Tarleton’s Loyalists Dragoons
Come face-to-face with life-size figures on horseback of Banastre Tarleton’s Loyalists Dragoons of the British, a loyalist corps, composed of Americans who sided with the king against Congress. Even amidst the horrors of the Southern war, Tarleton’s corps had a particular reputation for cruelty and mercilessness. Though these stories were sometimes exaggerated, the British Legion came to symbolize the extreme violence of war in the region. Despite their reputation for mercilessness, Tarleton’s British Legion struggled with politics like many Southerners. Many of them were “soft loyalists,” or American Continentals captured at the Siege of Charleston, and forced to fight for the King.
Join a Privateer Ship
Climb aboard a replica privateer ship, like the one 14-year-old free black James Forten volunteered on, to experience the war at sea. To counter British naval might, Americans relied heavily on the old tradition of privateering. Privateers were privately-owned vessels licensed by Congress or the state governments to attack British ships and disrupt trade. They paid their crew and investors by dividing their “prizes” -- the cargo and other assets of captured ships.

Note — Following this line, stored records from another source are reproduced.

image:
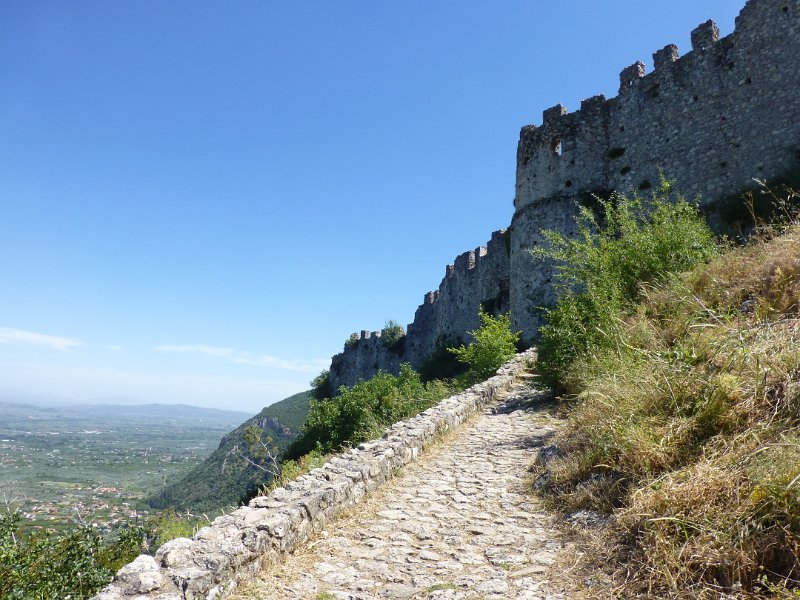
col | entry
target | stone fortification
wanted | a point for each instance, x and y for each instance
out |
(712, 120)
(363, 356)
(476, 278)
(236, 546)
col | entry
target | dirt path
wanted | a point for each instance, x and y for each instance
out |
(459, 523)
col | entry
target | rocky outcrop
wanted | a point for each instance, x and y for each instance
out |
(238, 545)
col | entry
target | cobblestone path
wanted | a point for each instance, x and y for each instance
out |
(458, 523)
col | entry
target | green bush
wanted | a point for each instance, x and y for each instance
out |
(599, 273)
(492, 344)
(361, 412)
(50, 565)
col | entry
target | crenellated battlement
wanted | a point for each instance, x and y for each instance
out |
(711, 120)
(474, 277)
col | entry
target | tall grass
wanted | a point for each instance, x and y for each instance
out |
(684, 425)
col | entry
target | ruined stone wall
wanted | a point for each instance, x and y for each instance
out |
(364, 357)
(711, 120)
(476, 278)
(236, 546)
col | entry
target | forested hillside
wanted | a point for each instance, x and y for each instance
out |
(225, 477)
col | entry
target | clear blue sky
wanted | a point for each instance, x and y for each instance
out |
(201, 201)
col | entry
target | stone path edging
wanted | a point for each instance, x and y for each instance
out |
(236, 546)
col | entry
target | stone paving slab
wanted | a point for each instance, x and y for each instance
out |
(459, 523)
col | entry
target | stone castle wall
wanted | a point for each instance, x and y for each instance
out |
(236, 546)
(712, 120)
(476, 278)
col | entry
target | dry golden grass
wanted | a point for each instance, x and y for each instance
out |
(688, 432)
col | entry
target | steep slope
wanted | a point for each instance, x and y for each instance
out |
(225, 477)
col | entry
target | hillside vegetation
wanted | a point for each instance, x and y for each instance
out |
(225, 478)
(680, 368)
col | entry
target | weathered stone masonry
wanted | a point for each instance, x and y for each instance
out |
(236, 546)
(712, 120)
(725, 113)
(477, 277)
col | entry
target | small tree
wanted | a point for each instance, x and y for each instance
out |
(493, 343)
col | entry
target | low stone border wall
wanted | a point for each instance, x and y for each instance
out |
(236, 546)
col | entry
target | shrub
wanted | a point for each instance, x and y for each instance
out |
(48, 564)
(599, 273)
(351, 341)
(364, 410)
(492, 344)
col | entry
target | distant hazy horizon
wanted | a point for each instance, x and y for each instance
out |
(201, 203)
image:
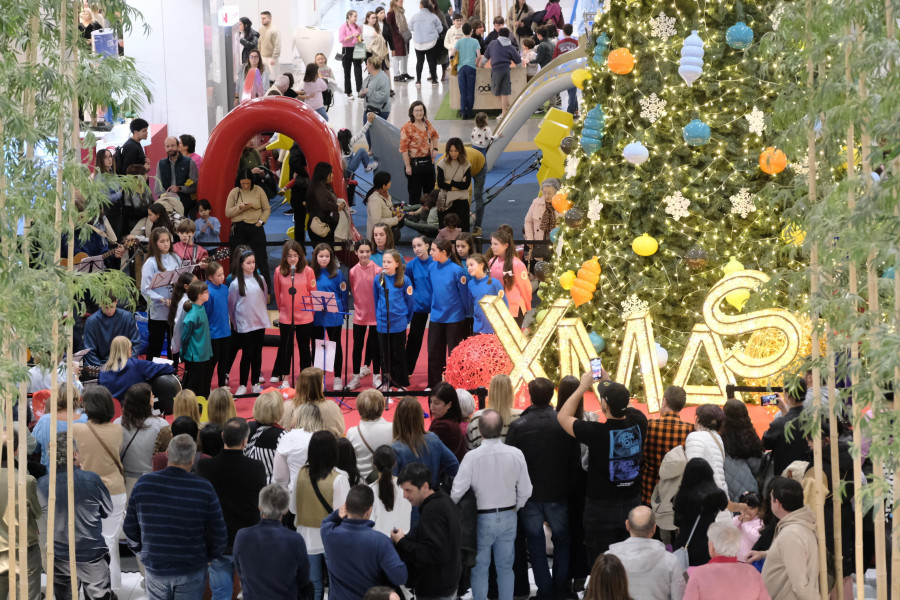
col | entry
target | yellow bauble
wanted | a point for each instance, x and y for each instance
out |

African Americans and the Ideals of Freedom
In 1776, when Congress declared that “all men are created equal,” approximately 400,000 African Americans lived in slavery. Promises of freedom for military services came from both sides, but the decision for many enslaved African Americans was not an easy or clear-cut one. As enslaved African Americans grappled with their own personal decisions, learn about their wartime reality through an interactive, storytelling experience that explores the contradictions between the fight for American liberty and the persistence of American slavery in the eighteenth-century.
Native People and the West
View the war in an immersive theatre experience that reorients your perspective to look west, and see how Americans viewed these western lands as the spoils of war. Discover that the American Revolution was not isolated to the Atlantic seaboard, as the creation of a new American nation became a threat to the very existence of Native American nations already inhabiting western lands.